Hayatı Roman

"Tam 55 yıl oldu." dedi kahvesini yudumlarken Nihat bey. Eşi Nezahat hanım ise "Hayır hayatım 56 oldu. Yanılıyorsun." dedi. Nihat bey, "Ben biliyorum." dedi. Nezahat hanım "Hayır, tam 56 yıl önce seninle tanışmıştık." Halbuki Nihat bey evliliklerinden, Nezahat hanım ise tanışmalarından bahsediyordu.

Nezahat hanım öğretmen lisesinden yeni mezun olmuştu tanıştıklarında. Nihat bey o zamanlar manavda çalışıyordu.

"Hatırlıyorum, o zamanlar yüzün çok sivilceliydi.
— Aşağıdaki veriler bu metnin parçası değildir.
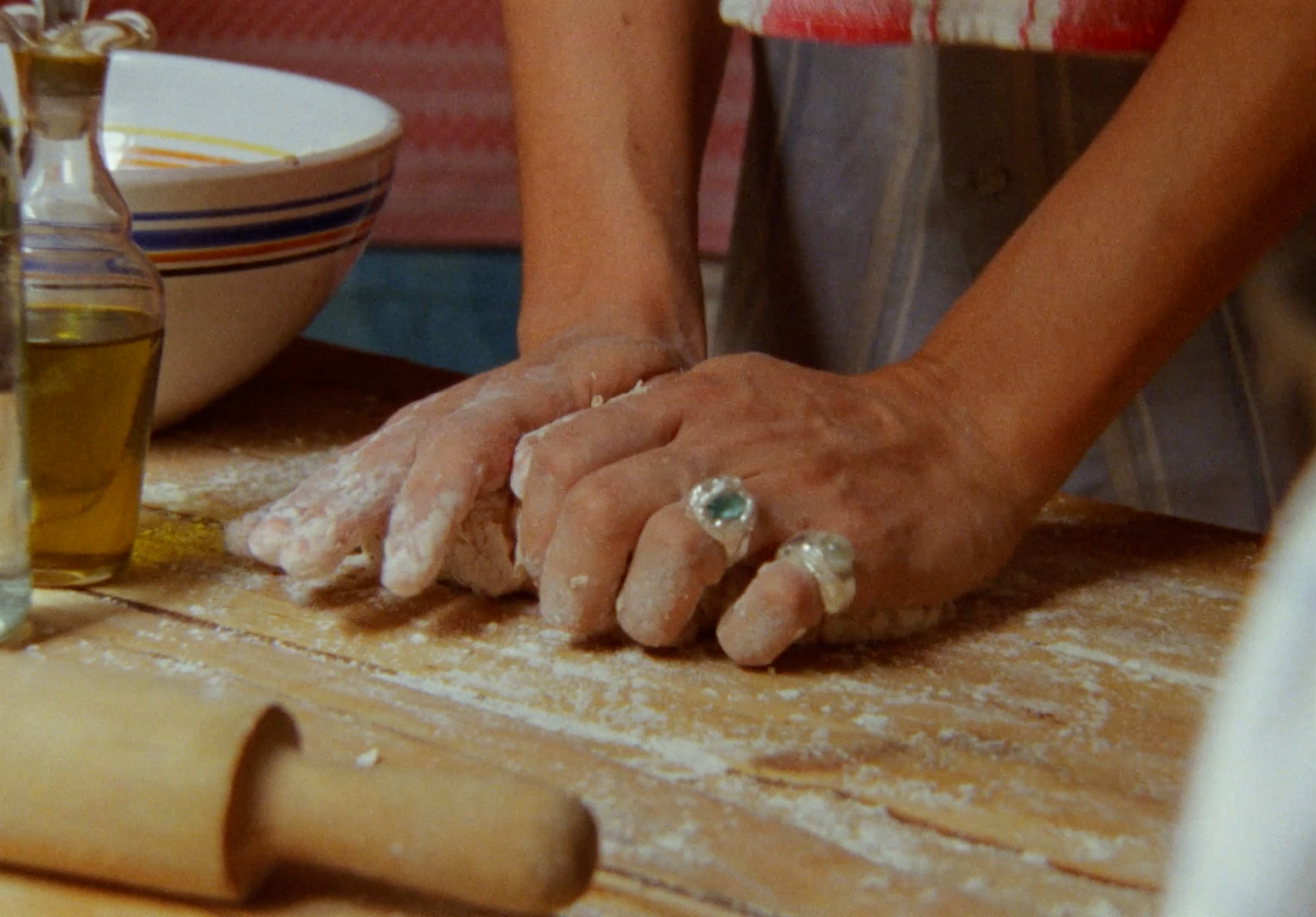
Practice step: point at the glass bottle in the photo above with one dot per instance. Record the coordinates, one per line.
(14, 579)
(93, 303)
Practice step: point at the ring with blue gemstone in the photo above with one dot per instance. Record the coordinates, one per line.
(725, 510)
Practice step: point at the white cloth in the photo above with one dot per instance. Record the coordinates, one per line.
(1246, 844)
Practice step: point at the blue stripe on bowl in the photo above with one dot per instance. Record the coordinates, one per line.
(166, 216)
(220, 237)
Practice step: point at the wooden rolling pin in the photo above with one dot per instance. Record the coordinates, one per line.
(143, 782)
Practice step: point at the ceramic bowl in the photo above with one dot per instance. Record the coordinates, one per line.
(253, 191)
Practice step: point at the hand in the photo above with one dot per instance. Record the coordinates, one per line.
(416, 478)
(883, 459)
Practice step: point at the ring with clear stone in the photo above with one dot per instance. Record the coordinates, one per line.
(725, 510)
(830, 560)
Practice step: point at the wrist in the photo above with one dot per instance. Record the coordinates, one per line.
(648, 297)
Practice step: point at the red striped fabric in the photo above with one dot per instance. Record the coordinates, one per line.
(1062, 25)
(441, 65)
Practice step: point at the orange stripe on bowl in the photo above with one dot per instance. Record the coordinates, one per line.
(261, 248)
(140, 162)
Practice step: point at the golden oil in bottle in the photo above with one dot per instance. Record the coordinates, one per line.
(91, 388)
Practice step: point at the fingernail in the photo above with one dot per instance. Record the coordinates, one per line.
(415, 554)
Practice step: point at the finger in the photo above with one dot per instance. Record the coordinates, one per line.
(674, 562)
(596, 532)
(549, 462)
(464, 457)
(336, 509)
(237, 532)
(778, 607)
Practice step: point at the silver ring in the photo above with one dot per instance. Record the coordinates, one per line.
(830, 560)
(724, 509)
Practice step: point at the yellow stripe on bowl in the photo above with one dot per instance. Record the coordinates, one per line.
(160, 155)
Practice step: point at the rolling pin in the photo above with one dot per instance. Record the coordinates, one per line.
(199, 792)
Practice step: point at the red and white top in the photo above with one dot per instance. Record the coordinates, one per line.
(1052, 25)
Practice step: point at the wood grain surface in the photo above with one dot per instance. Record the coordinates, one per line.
(1024, 759)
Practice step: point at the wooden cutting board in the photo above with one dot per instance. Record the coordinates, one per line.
(1024, 759)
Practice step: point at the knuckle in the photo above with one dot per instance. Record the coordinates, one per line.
(593, 505)
(554, 461)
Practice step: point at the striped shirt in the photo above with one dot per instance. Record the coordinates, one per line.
(878, 181)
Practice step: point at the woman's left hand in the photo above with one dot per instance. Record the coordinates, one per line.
(889, 461)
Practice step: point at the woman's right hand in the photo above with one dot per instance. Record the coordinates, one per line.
(412, 481)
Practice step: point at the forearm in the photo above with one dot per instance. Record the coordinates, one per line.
(612, 102)
(1211, 157)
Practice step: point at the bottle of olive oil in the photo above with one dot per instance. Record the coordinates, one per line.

Anneme demiştim ki yazık anne kim alır bu çocuğu diye?" kıkırdadı bir yandan.

Nihat bey, "Yanılıyorsun hayatım sivilceleri olan kardeşim Necdet'ti." dedi.

                                         


Nezahat hanım, "Hayır hayatım, adım gibi eminim. O sivilceler geçsin diye bir sürü doktora gitmiştik. İlaçlarını bile hatırlıyorum, beni kandıramazsın" dedi.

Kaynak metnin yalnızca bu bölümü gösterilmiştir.